TIMBER, AND SOME OF ITS DISEASES.[1]

[Footnote 1: Continued from Supplement, No. 661, page 10558.]

By H. MARSHALL WARD.

IX.

In the months of April and May, the younger needle-like leaves of the Scotch pine are occasionally seen to have assumed a yellow tinge, and on closer examination this change in color, from green to yellow, is seen to be due to the development of what look like small orange colored vesicles standing off from the surface of the epidermis, and which have in fact burst through from the interior of the leaf (Fig. 31). Between these larger orange yellow vesicles the lens shows certain smaller brownish or almost black specks. Each of the vesicular swellings is a form of fungus fructification known as an _Æcidium_, and each of the smaller specks is a fungus structure called a _Spermogonium_, and both of these bodies are developed from a mycelium in the tissues of the leaf. I must employ these technical terms, but will explain them more in detail shortly: the point to be attended to for the moment is that this fungus in the leaf has long been known under the name of _Peridermium Pini_ (var. _acicola_, i.e., the variety which lives upon the needle-like leaves).

On the younger branches of the Scotch pine, the Weymouth pine, the Austrian pine, and some others, there may also be seen in May and June similar but larger bladder-like orange vesicles (_Æcidia_) bursting through the cortex (Fig. 31); and here, again, careful examination shows the darker smaller _Spermogonia_ in patches between the _Æcidia_. These also arise from a fungus mycelium in the tissues of the cortex, whence the fungus was named _Peridermium Pini_ (var. _corticola_).
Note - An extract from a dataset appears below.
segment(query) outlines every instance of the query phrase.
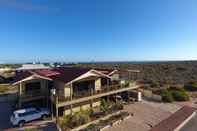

It is thus seen that the fungus _Peridermium Pini_ was regarded as a parasite of pines, and that it possessed two varieties, one inhabiting the leaves and the other the cortex: the "varieties" were so considered, because certain trivial differences were found in the minute structure of the _Æcidia_ and _Spermogonia_.

If we cut thin vertical sections through a leaf and one of the smallest _Æcidia_, and examine the latter with the microscope, it will be found to consist of a mass of spores arranged in vertical rows, each row springing from a branch of the mycelium: the outermost of these spores--i.e., those which form a compact layer close beneath the epidermis--remain barren, and serve as a kind of membrane covering the rest (Fig. 33, p). It is this membrane which protrudes like a blister from the tissues. The hyphæ of the fungus are seen running in all directions between the cells of the leaf tissue, and as they rise up and form the vertical chains of spores, the pressure gradually forces up the epidermis of the leaf, bursts it, and the mass of orange yellow powdery spores protrude to the exterior enveloped in the aforesaid membrane of contiguous barren spores. If we examine older _Æcidia_, it will be found that this membrane bursts also at length, and the spores escape.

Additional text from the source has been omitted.